選択肢アは間違いです。「氏についても本質的に識別力を有するものと考えている。」の部分が間違いです。原則、他人の氏姓で単なる氏姓にすぎないものは、識別力がないと考えられ、登録が認められません。なお、有名人の名前の場合は、識別力があると考えられ、登録が認められる場合もあるそうです。その場合、出願は本人が自らするか、または、本人以外の出願の場合はその有名人の許諾を得てしなければならないそうです。全くの赤の他人はダメです。
選択肢イは正しいです。本質的に識別力がない商標でも、セカンダリーミーニングにより識別力がついたと認定されることにより、登録が認められる場合があります。
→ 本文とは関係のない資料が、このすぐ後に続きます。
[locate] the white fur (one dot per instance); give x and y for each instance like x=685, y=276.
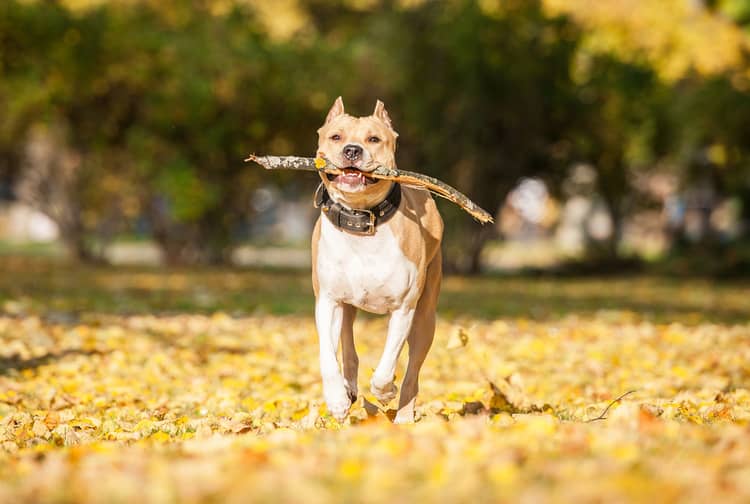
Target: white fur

選択肢ウは間違いです。選択肢アでの説明のとおり、登録が認められる場合もあります
選択肢エは間違いです。米国に対しては、①米国での現実の使用に基づく出願②米国での使用意思に基づく出願③本国出願に基づく出願④本国登録に基づく出願⑤マドプロ経由での場合、と5つの商標出願手段があるのですが、その手続きにはそれぞれ違いがあります。今回の設問における出願がどの手段によるものかわかりませんが、選択肢エの文に「連邦登録を受けるためには、(途中略)米国において実際に商業使用をされていることが義務づけられている」とあるのは、間違いといえます。また、「使用証明す(途中略)れば(途中略)連邦登録が認められる」とありますが、前述の③④⑤は、使用見本の提出は不要で、使用証明をしなくも登録はされますが、使用を開始するまでは権利行使をすることは認められていません
 
 
よって、選択肢イが正しく「適切」なので、イが正解です。